Invention rather than verisimilitude is also important to another of the shortlistees, Emily Fridlund. Her novel, History of Wolves, is set in a deserted commune in the wilds of Minnesota. Fridlund herself lives in New York state, and travelled to northern Minnesota for research, but, she says, ‘it was also important to me that it was invented – a place that was sort of a combination of memories and research, but also invention’. It is that invention that gives her novel its sense of strangeness. Not everything in Fridlund’s life exists in the realm of the imagination however. When her editor called her to let her know she had made the Man Booker longlist she was in labour. Her son, post-shortlisting, is now two months old and will be accompanying his parents to London in October for the various Man Booker events: ‘I just got used to going to the coffee shop [after the baby’s birth] and now I'll be travelling to London.’ What she’ll do with young Eliot – a very literary name – come the award dinner on 17th October she has yet to work out. That’s a problem that might need all her powers of invention.

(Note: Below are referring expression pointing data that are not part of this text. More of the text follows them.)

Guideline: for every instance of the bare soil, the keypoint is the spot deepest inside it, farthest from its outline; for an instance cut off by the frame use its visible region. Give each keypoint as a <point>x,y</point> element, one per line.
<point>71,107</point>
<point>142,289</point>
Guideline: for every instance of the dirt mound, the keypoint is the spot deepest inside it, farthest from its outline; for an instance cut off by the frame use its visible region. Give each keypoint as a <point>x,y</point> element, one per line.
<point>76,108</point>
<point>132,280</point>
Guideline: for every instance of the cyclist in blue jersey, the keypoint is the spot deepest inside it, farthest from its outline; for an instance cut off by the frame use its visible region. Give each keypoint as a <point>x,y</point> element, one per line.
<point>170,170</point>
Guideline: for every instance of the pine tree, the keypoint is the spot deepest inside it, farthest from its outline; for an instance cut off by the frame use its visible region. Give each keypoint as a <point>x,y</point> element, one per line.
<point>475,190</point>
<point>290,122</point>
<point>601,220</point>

Howard Jacobson, Man Booker winner in 2010, recently found himself cast into a reverie by the death of Bruce Forsyth. This unlikely scenario came about when considering whether Forsyth, underneath all the razzamatazz, had been essentially a shy person. Jacobson himself, one of the most accomplished and assured public speakers going, outed himself as ‘a shy boy myself’ and being one he ‘followed the trajectories of other shy people with intense interest. If they could break out and make something of their lives, then maybe I could, too.’ It has clearly worked to some degree but the lesson Jacobson has learned is that ‘the shy remain forever shy, but somehow incorporate their diffidence into their performance; employ it as a source of energy; maybe coax that mysterious quality we call charisma out of it. To be creative is to keep one’s contradictions in harness. And aren’t the most-loved performers those who let their weakness show beneath their strength?’

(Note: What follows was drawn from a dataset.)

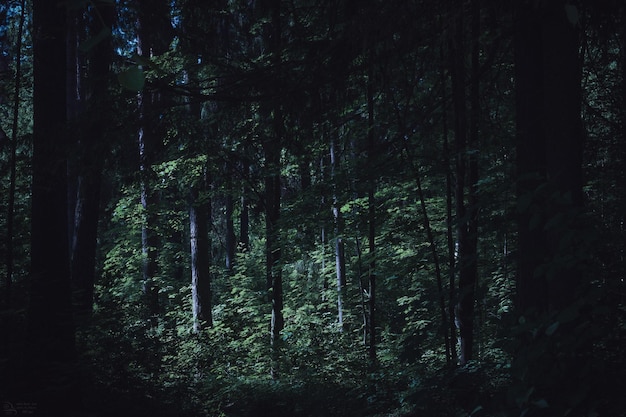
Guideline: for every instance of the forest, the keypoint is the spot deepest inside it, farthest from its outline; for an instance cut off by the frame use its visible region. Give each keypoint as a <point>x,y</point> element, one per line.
<point>312,208</point>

The observation by Colin Thubron, one of this year’s Man Booker judges, that many jacket-blurbs need the censor’s red pencil has stirred a groundswell of support. The novelist Nathan Filer is someone who has also addressed the issue. He receives innumerable proof copies from various publishers, all hoping for some well-crafted words from him to grace the cover: ‘With each book I receive in the post, comes a letter from its publisher’ said Filer. ‘They all follow the same basic template: a few pleasantries followed by three or four paragraphs explaining how the book you are holding is the most incredible, astounding, breathtaking work of literature to ever exist.’ In the eyes of the publishers, the books might indeed seem incredible, astounding etc but the publishers’ real hope, Filer said, ‘is that two or three recognisable names will agree with the hyperbole and quote it back to the publisher’. What Filer didn’t say, however, is whether he ever capitulates and gives the publishers the encomia they desire.